Al momento di questo studio visit Cusani sta preparando la mostra personale dal titolo Rilucere per la galleria Sabato Angiero a Saviano, dove presenterà un lavoro composto da fotografie antiche trovate, esposte mostrando il retro, per lasciare visibile la grafia originaria dei proprietari, insieme a un’installazione che include diapositive di foto di famiglia collezionate da persone conosciute, per inscenare un racconto collettivo sulla forza degli affetti. In quest’ultimo caso, la moltiplicazione degli elementi e la presenza di fonti non direttamente selezionate dall’artista insistono su una dimensione collettiva che vuole dialogare con un’attenzione più intimistica, un tratto portante del suo lavoro. 

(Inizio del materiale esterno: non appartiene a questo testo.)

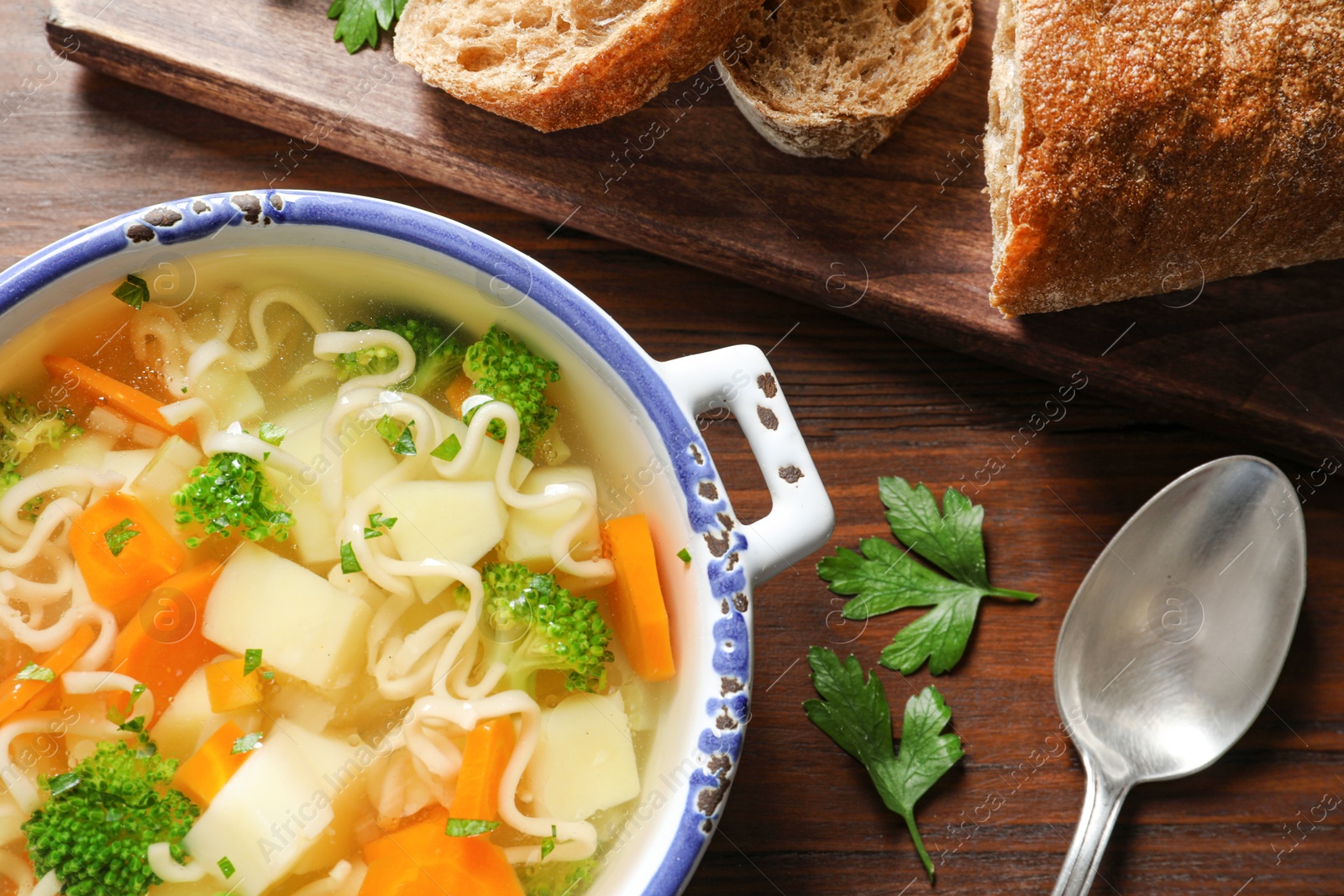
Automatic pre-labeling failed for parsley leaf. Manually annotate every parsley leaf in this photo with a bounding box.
[327,0,406,52]
[444,818,500,837]
[112,274,150,312]
[430,432,462,461]
[257,423,289,448]
[817,477,1037,676]
[13,663,56,681]
[102,516,139,558]
[228,731,262,757]
[542,825,556,861]
[374,414,415,457]
[802,647,963,881]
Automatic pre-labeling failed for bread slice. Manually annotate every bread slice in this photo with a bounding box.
[717,0,970,159]
[394,0,761,130]
[985,0,1344,314]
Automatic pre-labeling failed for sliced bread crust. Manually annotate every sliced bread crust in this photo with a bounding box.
[985,0,1344,316]
[394,0,759,130]
[715,0,972,159]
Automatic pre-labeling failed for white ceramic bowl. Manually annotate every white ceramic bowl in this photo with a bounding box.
[0,191,835,896]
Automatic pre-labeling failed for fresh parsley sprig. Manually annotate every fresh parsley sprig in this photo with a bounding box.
[802,647,963,883]
[327,0,406,52]
[817,475,1037,676]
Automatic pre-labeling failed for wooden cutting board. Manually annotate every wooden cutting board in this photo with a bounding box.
[47,0,1344,464]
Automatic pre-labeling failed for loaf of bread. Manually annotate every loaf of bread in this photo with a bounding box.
[717,0,970,159]
[985,0,1344,314]
[394,0,761,130]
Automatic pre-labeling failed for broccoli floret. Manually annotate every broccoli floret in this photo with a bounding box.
[481,563,614,692]
[172,451,293,548]
[0,395,83,493]
[462,325,560,459]
[336,314,462,395]
[23,741,200,896]
[517,858,596,896]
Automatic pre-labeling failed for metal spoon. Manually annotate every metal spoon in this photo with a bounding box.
[1053,455,1306,896]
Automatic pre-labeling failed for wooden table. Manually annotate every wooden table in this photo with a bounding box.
[0,0,1344,896]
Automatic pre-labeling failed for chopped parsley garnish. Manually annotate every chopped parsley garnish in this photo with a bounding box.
[365,513,396,540]
[102,516,139,558]
[18,495,47,522]
[340,542,365,575]
[228,731,260,755]
[327,0,406,54]
[802,647,963,881]
[430,432,462,461]
[112,274,150,312]
[374,414,415,457]
[257,423,289,448]
[444,818,500,837]
[172,451,294,548]
[108,684,159,759]
[817,477,1037,676]
[15,663,56,681]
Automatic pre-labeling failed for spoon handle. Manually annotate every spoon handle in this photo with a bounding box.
[1053,763,1131,896]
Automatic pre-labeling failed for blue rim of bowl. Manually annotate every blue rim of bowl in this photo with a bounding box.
[0,190,751,896]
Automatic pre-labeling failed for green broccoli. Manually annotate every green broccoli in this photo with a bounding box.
[172,451,293,548]
[336,314,462,395]
[462,325,560,459]
[23,741,200,896]
[481,563,614,692]
[517,858,596,896]
[0,395,83,493]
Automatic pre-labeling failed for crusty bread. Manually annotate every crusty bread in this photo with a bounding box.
[394,0,761,130]
[717,0,970,159]
[985,0,1344,314]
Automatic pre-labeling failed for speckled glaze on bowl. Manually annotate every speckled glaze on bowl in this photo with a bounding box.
[0,191,835,896]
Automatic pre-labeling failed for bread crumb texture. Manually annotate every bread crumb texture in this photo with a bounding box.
[986,0,1344,314]
[394,0,753,130]
[719,0,972,156]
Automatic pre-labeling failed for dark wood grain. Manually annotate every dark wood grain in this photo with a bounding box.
[0,0,1344,896]
[39,0,1344,461]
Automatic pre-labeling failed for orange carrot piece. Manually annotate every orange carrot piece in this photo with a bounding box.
[359,856,428,896]
[112,560,223,726]
[0,626,96,721]
[206,659,260,712]
[603,513,676,681]
[449,716,515,820]
[172,721,251,809]
[444,374,475,419]
[42,354,197,442]
[359,807,522,896]
[70,491,186,622]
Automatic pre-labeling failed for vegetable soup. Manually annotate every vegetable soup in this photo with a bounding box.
[0,247,684,896]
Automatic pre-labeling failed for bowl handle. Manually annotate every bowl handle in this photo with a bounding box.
[660,345,836,583]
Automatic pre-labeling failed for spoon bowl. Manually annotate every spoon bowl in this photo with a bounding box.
[1053,455,1306,896]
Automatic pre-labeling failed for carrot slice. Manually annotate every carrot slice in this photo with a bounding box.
[112,560,223,726]
[42,354,197,442]
[602,513,676,681]
[70,491,186,622]
[206,659,260,712]
[0,626,96,721]
[359,807,522,896]
[444,374,475,419]
[449,716,515,820]
[172,721,251,809]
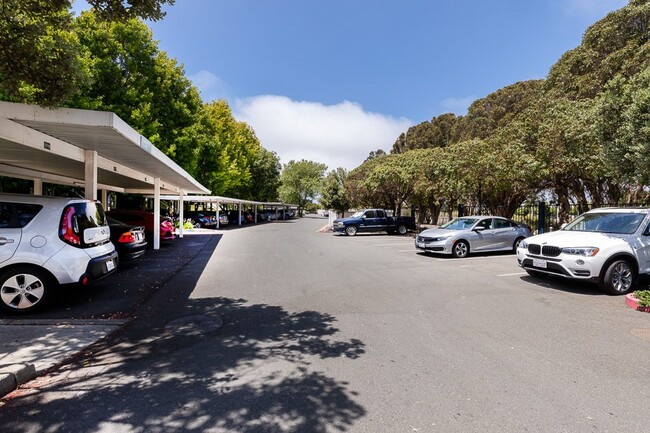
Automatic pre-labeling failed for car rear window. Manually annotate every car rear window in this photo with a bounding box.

La ricerca di Cusani si caratterizza per una grande sensibilità alle tracce lasciate dal passato e al loro potenziale narrativo. È apprezzabile la varietà di forme che prende, nelle sue mani, il lavoro fotografico ma anche la volontà di rinunciare a ogni tecnicismo per valorizzare il portato dell’immagine e non l’immagine in sé. A contrastare l’aspetto di una pratica troppo incentrata sulla formula ‘archivistica’, aiutano alcune direzioni meno evidenti del suo lavoro; da una parte l’incrocio con l’attività di fotografa di interni (come in Ritorni del 2012-2017), dall’altra la ricezione di urgenze del nostro tempo, nel progetto in progress Percepisco, a oggi più disorganico e ancora in fase di definizione, che parla di atrocità in atto, rifiutando così la formula del reportage e abbracciando un approccio evocativo quale altro modo possibile di documentazione.